Update on Lillian...

I have been in touch with Lillian and she did get some disappointing news yesterday. She does have cancer in her lower jaw and under her tongue. The good news is that it seems to be totally contained to that area. No cancer is showing up anywhere else in her body. But the cancer in her jaw has to be surgically removed asap.

The type of surgery she will need is only done by a few ENT surgeons in the country. It sounds like a very specialized procedure. She's waiting to find out from her insurance provider where they will send her. It will be either Vandy, UK or St. Louis. Obviously, I hope they send her to Vandy so she is close to us and I can be a more helpful sister-in-law through this.

In spite of being bummed out about more cancer and more surgery, Lillian wrote to me about the calming peace, strength and comfort she has found in her relationship with Jesus. I can't even read her words about Jesus without crying. I used to worry so much about her. (She knows this.) I tried - when I had opportunities - to witness to her. I always tried to do so in loving and gentle ways. But I'm so passionately expressive, and I know that sometimes my passion is easily misunderstood. I feared being abrasive, but not so much that I could remain completely silent.
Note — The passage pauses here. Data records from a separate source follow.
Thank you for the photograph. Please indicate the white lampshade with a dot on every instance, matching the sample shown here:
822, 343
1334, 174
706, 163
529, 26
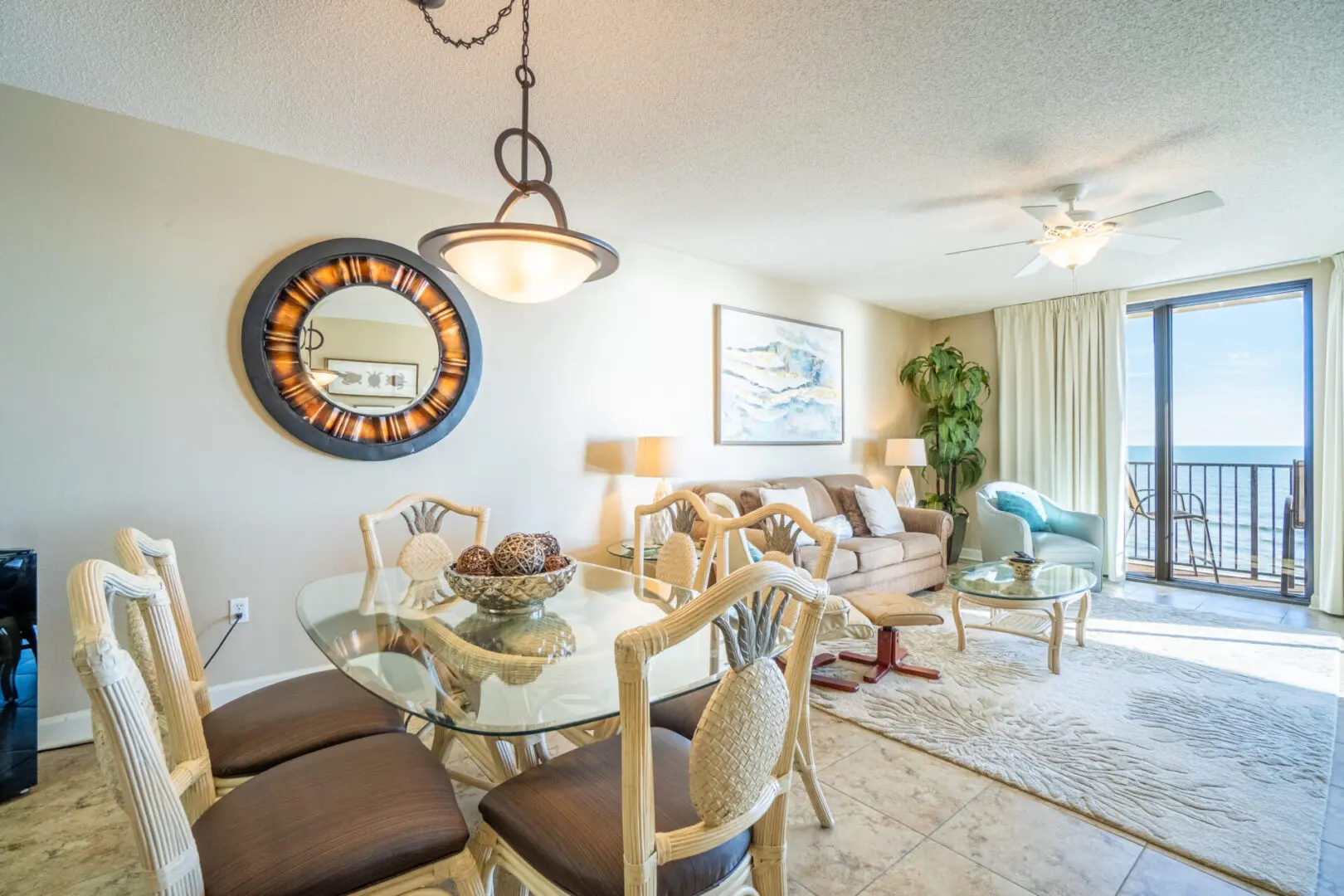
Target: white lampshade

John's family has always known I am a strong believer and that I won't hesitate to speak up about my faith. But I also try to wait for true God-ordained opportunities and not be offensive or imposing. So I just tried to plant little seeds when I could. And one thing I know Lillian has never doubted is that anything I have ever said has been out of love for her. I'm thankful she always sensed what was in my heart, even if she didn't always share my convictions. I remember many conversations I had with John where I shared my concerns and told him that although I never wanted to offend, I couldn't dismiss the possibility that God put me in Lillian's life for a specific reason. What if I was the one person in her life that would risk her being offended and put off by me attempting to "impose" Jesus on her? Would I place so much value in her having good feelings toward me that I would fail to share the gospel? How could I ever live with that choice if something happened to her?
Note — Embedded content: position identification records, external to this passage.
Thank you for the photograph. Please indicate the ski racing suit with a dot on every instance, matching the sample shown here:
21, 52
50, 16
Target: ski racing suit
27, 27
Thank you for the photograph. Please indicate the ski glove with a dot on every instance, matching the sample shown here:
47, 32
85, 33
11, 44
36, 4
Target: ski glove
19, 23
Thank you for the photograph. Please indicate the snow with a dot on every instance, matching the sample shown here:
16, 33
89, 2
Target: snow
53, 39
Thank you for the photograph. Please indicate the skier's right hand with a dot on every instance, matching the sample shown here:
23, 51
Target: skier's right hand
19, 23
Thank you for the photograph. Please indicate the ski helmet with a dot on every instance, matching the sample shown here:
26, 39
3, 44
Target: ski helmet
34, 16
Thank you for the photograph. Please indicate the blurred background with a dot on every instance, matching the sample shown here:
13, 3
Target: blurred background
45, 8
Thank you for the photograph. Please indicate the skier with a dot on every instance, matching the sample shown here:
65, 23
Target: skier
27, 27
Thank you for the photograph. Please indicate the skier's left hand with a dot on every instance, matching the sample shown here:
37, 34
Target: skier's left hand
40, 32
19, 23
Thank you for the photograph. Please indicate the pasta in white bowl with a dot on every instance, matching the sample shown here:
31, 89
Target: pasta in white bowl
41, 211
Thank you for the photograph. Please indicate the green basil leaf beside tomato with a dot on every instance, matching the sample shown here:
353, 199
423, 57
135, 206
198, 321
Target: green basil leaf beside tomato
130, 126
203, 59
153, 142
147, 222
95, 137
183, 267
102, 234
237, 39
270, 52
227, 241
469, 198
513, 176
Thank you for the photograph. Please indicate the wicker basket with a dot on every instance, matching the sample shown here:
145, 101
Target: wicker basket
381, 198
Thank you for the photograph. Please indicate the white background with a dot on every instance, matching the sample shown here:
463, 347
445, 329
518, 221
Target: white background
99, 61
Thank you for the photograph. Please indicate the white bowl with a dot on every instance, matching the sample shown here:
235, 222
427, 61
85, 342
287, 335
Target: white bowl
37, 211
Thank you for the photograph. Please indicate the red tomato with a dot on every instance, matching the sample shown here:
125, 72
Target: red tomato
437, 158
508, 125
God heard my prayers and I don't have those worries anymore.

I have watched my sister-in-law grow in amazing ways through her cancer ordeal. I am so proud of her, her grateful heart and her persevering spirit. But most of all, I am overjoyed to witness her faith in Christ grow stronger and stronger. She may not even realize it, but she now is witnessing to me because she is standing in a place where I have not stood. And her faith is inspiring ME. The way God works through us, even in the most difficult circumstances, is amazing to me.

Comments

Anonymous said…
Thanks for the update and thank you for the encouraging words to fear God and not man. We have the good news. When folks reject it they are rejecting Christ.